Core Concepts
The author proposes SPA, a lightweight architecture for fast on-device inference and privacy retention, by integrating pretrained LLMs with additive parameters on devices. This approach aims to balance computational constraints while improving cost efficiency.
Abstract
The content discusses the challenges of deploying large language models (LLMs) on resource-constrained devices and introduces SPA as a solution. SPA separates adapters from pre-trained models, allowing for efficient deployment on devices while maintaining model performance. The paper highlights the benefits of using a classifier to choose between original and adapted models, reducing latency and enhancing user-specific features.
Large language models (LLMs) have shown exceptional capabilities in various tasks, but deploying them on edge devices poses challenges due to memory and computational constraints. The proposed Side Plugin Adaptation (SPA) addresses these issues by separating adapters from pre-trained models, improving inference speed and performance. By utilizing a classifier to select between different model outputs, SPA enhances efficiency while maintaining task performance.

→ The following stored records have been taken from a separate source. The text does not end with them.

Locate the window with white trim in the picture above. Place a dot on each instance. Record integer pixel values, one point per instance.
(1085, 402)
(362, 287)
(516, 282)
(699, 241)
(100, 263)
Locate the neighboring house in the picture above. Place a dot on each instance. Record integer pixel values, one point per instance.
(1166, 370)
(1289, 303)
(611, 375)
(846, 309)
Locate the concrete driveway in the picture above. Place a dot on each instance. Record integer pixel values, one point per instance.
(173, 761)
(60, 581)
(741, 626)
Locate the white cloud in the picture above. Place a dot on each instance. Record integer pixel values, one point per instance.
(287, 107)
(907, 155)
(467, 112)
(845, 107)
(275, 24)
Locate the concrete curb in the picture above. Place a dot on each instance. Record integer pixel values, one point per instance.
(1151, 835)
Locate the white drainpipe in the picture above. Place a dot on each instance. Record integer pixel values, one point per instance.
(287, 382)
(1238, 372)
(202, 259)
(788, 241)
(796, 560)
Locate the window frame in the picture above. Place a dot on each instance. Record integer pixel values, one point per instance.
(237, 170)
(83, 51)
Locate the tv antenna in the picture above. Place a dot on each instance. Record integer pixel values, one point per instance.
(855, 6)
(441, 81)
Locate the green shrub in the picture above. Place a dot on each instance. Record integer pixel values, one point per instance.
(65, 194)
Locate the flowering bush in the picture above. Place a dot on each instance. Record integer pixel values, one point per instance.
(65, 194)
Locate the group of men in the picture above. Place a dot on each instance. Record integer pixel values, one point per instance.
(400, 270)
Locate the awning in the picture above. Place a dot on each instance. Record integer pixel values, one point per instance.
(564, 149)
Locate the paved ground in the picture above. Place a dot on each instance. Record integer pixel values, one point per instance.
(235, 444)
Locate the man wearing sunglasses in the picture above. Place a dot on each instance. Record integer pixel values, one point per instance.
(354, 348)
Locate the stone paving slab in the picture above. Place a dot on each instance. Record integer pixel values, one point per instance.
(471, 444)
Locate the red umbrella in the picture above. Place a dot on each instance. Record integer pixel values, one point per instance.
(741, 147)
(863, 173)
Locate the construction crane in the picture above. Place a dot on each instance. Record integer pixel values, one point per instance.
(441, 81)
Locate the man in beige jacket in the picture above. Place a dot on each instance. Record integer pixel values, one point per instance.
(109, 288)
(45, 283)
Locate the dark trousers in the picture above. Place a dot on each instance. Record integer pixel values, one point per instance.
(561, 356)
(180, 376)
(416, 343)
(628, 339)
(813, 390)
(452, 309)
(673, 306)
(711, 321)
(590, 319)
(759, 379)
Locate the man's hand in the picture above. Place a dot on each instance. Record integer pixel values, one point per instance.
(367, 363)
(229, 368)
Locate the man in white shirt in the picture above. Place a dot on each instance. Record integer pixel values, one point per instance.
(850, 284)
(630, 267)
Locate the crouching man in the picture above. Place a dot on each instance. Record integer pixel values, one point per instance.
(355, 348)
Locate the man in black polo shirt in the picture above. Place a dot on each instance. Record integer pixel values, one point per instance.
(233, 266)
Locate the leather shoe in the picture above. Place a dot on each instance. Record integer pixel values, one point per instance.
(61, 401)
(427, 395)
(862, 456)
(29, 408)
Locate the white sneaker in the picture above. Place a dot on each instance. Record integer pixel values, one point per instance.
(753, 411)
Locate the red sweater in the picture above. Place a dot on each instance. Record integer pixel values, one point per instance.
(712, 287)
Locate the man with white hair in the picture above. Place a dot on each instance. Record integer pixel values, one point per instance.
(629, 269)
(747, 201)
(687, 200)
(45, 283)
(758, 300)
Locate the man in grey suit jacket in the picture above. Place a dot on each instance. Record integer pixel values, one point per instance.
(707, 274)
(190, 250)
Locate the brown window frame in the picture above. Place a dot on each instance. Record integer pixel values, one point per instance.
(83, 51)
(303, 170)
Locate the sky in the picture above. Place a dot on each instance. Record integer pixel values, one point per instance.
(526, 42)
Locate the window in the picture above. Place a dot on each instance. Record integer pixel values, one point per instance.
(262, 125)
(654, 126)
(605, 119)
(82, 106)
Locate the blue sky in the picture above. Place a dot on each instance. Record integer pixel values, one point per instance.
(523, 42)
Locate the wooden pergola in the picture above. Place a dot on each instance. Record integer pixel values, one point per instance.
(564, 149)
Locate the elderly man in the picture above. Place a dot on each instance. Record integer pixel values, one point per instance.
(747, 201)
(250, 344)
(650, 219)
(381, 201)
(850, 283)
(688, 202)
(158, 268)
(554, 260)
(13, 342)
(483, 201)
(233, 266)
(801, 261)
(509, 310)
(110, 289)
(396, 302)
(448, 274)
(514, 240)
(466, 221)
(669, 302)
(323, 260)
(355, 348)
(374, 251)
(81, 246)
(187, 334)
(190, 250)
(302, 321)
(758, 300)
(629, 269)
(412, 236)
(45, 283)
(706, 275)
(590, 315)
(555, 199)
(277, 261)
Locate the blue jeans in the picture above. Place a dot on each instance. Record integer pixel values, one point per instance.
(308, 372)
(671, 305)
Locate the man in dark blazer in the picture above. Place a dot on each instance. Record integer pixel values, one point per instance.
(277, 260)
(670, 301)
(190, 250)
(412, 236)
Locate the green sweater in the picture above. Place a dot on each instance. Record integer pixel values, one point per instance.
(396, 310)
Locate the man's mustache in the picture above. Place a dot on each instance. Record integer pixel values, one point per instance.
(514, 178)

The study evaluates SPA across various datasets and demonstrates its superiority over traditional approaches like LST. By comparing different settings of the side plugin adaptation, the paper shows that parallelization improves generative task performance significantly. Additionally, analyzing the impact of training data sizes reveals that larger datasets enhance model generalization abilities.
Overall, SPA offers an innovative approach to deploying large language models efficiently on edge devices through collaboration with cloud-based resources. The method shows promise in improving inference speed, enhancing user-specific features, and maintaining privacy in model deployment.
Stats
Model XSum CNN-DM CoQA SciQ LLaMA-7B + one-shot 17.32 22.36 15.32 17.21
Model LLaMA-7B + LST 28.18 32.15 31.24 23.24
Model LLaMA-7B + SPA 35.52 39.22 37.30 25.38
Quotes
"Our method establishes an interaction between pretrained LLMs on-cloud and additive parameters on-devices."
"SPA significantly reduces the difficulty of fully deploying large models on the edge."
"The classifier allows us to choose between leveraging the inherent capabilities of the original model or integrating feature information generated by adapters."